(2017-10-17, 04:43 PM)Chris Wrote: But in any case, I'm not convinced that psi couldn't be consistent with Darwinism, or with the view that consciousness is purely a result of physical processes in the brain. If psi exists, we know so very little about how it works.
On one hand is the meaning of "Darwinism" inferred in general speech - and on the other - what Darwin actually wrote.
As someone who has read Darwin's work, it finds a much more prominent role for intelligent action's role in evolution; than it is given credit. Darwin believed in and endorsed mental evolution!
Quote: As in ‘The Descent,’ there is almost no mention of natural selection in ‘The Expression.’ Instead, the principle throughout is implied: individuals that can communicate better, using their species-specific behaviors, are likely to have more offspring. - from Darwin and Animal Behavior by R. A. Boakes, University of Sydney
I am prescribing a science methodology whereby physics/chemistry is at one level of process modeling and communication and information processing is at another.
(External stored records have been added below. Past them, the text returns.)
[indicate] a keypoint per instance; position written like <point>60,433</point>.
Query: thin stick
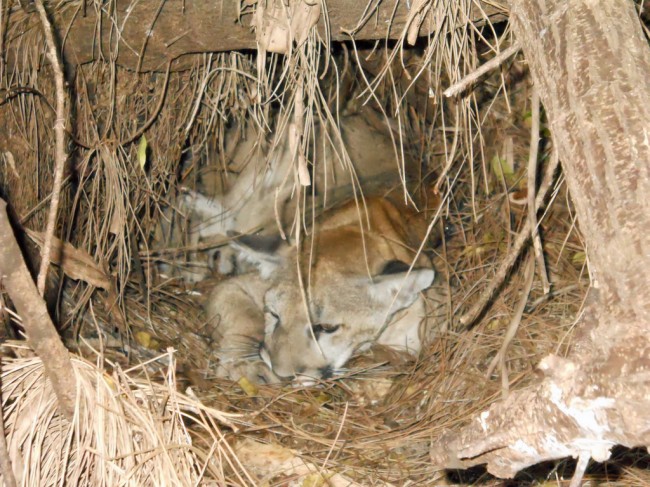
<point>5,461</point>
<point>475,311</point>
<point>40,330</point>
<point>460,86</point>
<point>532,170</point>
<point>500,357</point>
<point>61,155</point>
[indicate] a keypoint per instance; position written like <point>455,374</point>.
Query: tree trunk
<point>591,64</point>
<point>204,26</point>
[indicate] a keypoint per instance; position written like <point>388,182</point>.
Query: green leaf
<point>142,152</point>
<point>501,167</point>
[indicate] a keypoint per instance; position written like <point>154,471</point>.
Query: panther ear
<point>395,279</point>
<point>263,251</point>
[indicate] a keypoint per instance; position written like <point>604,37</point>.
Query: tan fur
<point>264,191</point>
<point>353,303</point>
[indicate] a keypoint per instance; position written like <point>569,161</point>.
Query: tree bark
<point>41,332</point>
<point>591,64</point>
<point>201,26</point>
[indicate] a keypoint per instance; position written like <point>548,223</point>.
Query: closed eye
<point>324,328</point>
<point>271,321</point>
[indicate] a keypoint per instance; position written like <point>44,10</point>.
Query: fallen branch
<point>40,330</point>
<point>59,134</point>
<point>460,86</point>
<point>532,172</point>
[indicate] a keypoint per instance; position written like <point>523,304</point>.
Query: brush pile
<point>150,408</point>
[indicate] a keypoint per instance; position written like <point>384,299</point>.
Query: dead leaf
<point>76,263</point>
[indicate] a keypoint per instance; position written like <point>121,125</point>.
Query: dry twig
<point>475,311</point>
<point>532,170</point>
<point>5,461</point>
<point>59,130</point>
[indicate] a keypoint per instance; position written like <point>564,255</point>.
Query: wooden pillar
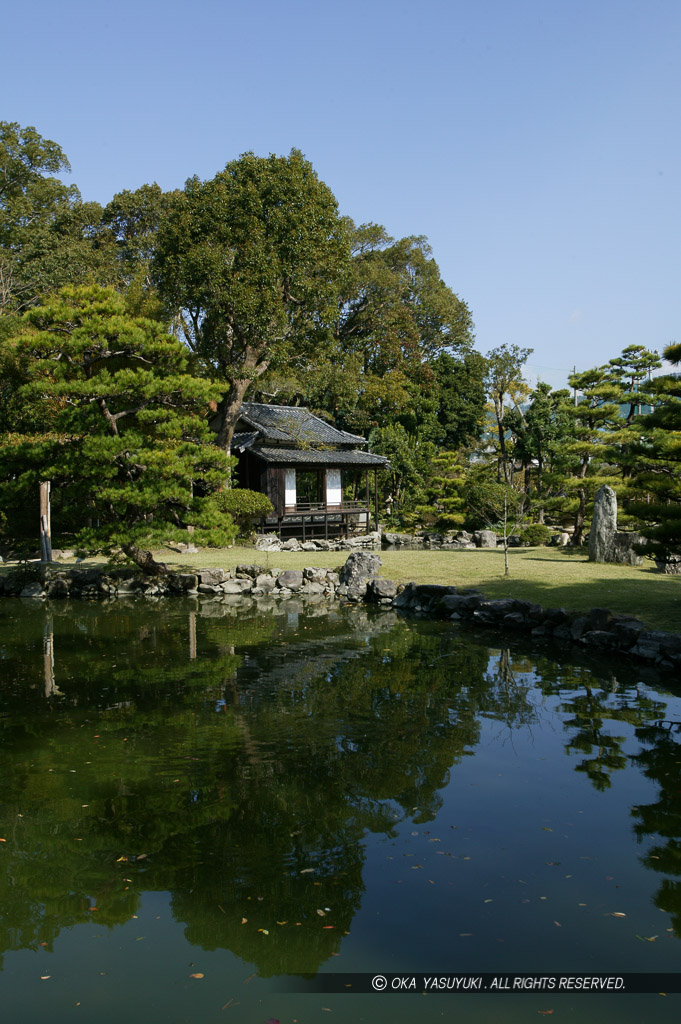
<point>45,525</point>
<point>48,658</point>
<point>193,636</point>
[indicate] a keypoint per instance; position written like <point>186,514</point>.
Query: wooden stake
<point>45,525</point>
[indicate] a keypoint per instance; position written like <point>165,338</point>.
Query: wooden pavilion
<point>304,466</point>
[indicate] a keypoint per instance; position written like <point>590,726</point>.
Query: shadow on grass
<point>652,600</point>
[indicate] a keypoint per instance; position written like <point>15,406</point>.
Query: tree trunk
<point>144,559</point>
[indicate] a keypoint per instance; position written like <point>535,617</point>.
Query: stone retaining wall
<point>595,629</point>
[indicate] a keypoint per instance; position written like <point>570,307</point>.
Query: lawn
<point>546,576</point>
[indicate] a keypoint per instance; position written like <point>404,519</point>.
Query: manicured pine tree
<point>656,454</point>
<point>109,413</point>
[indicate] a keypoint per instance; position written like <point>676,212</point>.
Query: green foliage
<point>244,506</point>
<point>48,237</point>
<point>250,260</point>
<point>505,384</point>
<point>536,535</point>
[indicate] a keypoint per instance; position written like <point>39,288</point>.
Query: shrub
<point>536,535</point>
<point>244,506</point>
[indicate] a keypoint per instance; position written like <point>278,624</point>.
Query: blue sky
<point>535,142</point>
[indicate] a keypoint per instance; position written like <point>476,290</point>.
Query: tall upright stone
<point>603,525</point>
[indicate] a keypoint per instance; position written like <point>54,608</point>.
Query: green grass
<point>546,576</point>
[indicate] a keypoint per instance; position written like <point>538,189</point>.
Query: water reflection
<point>240,762</point>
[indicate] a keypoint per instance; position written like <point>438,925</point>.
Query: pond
<point>207,810</point>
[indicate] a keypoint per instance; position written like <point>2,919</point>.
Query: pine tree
<point>657,457</point>
<point>109,413</point>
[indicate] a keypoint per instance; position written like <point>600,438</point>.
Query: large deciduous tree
<point>112,417</point>
<point>251,261</point>
<point>506,388</point>
<point>48,237</point>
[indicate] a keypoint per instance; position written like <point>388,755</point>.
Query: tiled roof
<point>330,457</point>
<point>243,441</point>
<point>293,424</point>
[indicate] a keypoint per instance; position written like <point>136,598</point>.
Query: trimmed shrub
<point>536,535</point>
<point>244,506</point>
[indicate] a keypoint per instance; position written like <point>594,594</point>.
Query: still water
<point>203,803</point>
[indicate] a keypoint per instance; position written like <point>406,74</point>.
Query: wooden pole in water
<point>45,525</point>
<point>193,636</point>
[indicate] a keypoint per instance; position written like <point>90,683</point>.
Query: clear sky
<point>535,142</point>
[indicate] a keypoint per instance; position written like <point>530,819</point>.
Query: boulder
<point>212,578</point>
<point>265,582</point>
<point>671,565</point>
<point>290,580</point>
<point>381,591</point>
<point>291,545</point>
<point>56,589</point>
<point>603,525</point>
<point>180,583</point>
<point>236,587</point>
<point>357,569</point>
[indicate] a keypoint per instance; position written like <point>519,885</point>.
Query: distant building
<point>303,465</point>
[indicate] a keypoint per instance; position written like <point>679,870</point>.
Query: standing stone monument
<point>603,525</point>
<point>605,544</point>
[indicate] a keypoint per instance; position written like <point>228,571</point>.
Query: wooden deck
<point>313,520</point>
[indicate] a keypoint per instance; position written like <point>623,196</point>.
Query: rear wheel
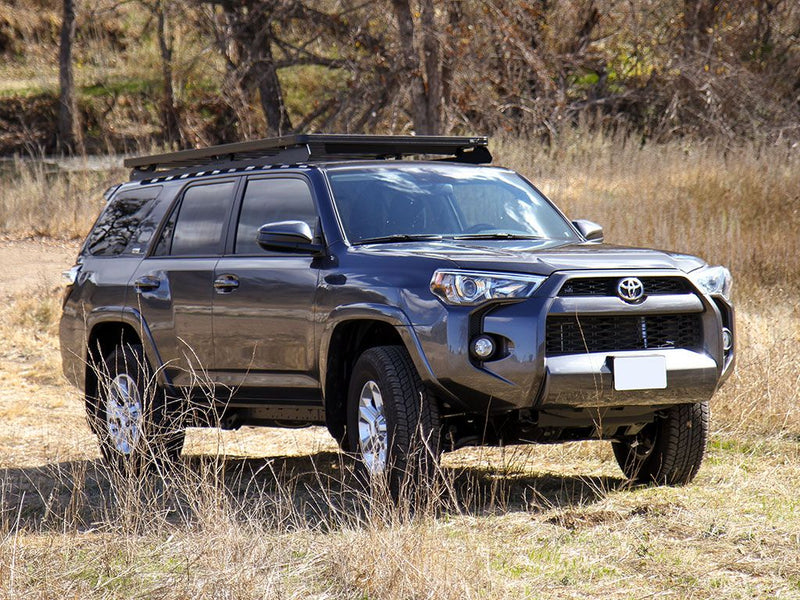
<point>392,421</point>
<point>668,451</point>
<point>132,417</point>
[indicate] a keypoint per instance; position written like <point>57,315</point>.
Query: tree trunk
<point>433,67</point>
<point>265,77</point>
<point>251,30</point>
<point>170,120</point>
<point>67,107</point>
<point>411,67</point>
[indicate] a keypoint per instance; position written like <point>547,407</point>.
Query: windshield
<point>406,202</point>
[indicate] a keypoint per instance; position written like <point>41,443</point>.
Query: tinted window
<point>200,220</point>
<point>123,225</point>
<point>270,201</point>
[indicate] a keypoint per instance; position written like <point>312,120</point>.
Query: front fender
<point>376,312</point>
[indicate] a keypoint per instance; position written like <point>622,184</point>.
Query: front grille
<point>578,335</point>
<point>607,286</point>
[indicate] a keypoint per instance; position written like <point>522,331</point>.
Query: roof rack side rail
<point>302,148</point>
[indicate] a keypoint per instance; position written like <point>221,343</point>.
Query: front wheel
<point>392,421</point>
<point>668,451</point>
<point>132,416</point>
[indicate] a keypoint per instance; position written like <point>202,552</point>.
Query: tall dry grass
<point>736,206</point>
<point>40,198</point>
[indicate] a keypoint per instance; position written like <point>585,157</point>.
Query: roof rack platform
<point>304,148</point>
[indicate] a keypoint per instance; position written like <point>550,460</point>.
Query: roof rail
<point>294,149</point>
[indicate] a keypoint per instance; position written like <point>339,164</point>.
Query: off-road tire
<point>161,438</point>
<point>412,419</point>
<point>668,451</point>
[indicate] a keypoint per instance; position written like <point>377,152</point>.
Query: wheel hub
<point>124,413</point>
<point>372,430</point>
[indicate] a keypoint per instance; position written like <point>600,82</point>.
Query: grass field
<point>270,513</point>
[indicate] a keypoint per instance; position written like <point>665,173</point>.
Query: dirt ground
<point>33,263</point>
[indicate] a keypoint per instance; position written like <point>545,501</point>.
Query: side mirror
<point>591,231</point>
<point>288,236</point>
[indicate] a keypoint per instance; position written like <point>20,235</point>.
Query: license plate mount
<point>640,372</point>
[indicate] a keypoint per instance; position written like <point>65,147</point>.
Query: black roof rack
<point>298,149</point>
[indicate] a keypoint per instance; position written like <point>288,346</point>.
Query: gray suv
<point>398,291</point>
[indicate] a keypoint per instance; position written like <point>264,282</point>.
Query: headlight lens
<point>469,288</point>
<point>714,280</point>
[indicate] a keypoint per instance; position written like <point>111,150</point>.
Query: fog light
<point>482,347</point>
<point>727,339</point>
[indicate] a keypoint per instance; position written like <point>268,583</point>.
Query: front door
<point>264,301</point>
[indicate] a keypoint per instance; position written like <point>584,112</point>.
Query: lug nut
<point>727,339</point>
<point>482,347</point>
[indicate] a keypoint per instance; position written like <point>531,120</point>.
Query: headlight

There are no units of measure for communication in the chemistry of biology.
If communication is a major factor in biological evolution, (duh) then it is measured by informational processes! DNA maybe described by organic chemistry - but its function is the communication of instructions. The study of DNA processes is via Bioinformatics.
Here is a tasty tidbit:
Quote: Two years after publishing ‘The Expression,’ the then 65-year-old Darwin invited to his home in the country a young physiologist, George Romanes. Darwin decided that Romanes was just the person to develop the ideas on mental evolution that Darwin had proposed in ‘The Descent.’ Their admiration was mutual. Darwin became a revered father figure for Romanes who for the rest of his life vigorously defended every aspect of Darwin’s theories, even those that after Darwin’s death in 1882 began to look increasingly dubious, such as his theory of inheritance, ‘pangenesis,’ and his belief that instinctive behavior could evolve both as a result of natural selection and from inheritance of individually acquired habits. Romanes’ aim in life became that of first accumulating systematic data on animal behavior and then using these to construct a detailed theory of mental evolution following the lines that Darwin had sketched - ibid
http://www.eebweb.arizona.edu/Courses/Ec...havior.pdf
Natural Selection was not as important to Darwin as it is Neo-Darwinists. The influence of the information processing done by living things is much more causal in evolution that mutation. In the last twenty-five years Lamarckian inheritance has made a huge comeback.
The answer to how minds work - is the answer to how living things evolve.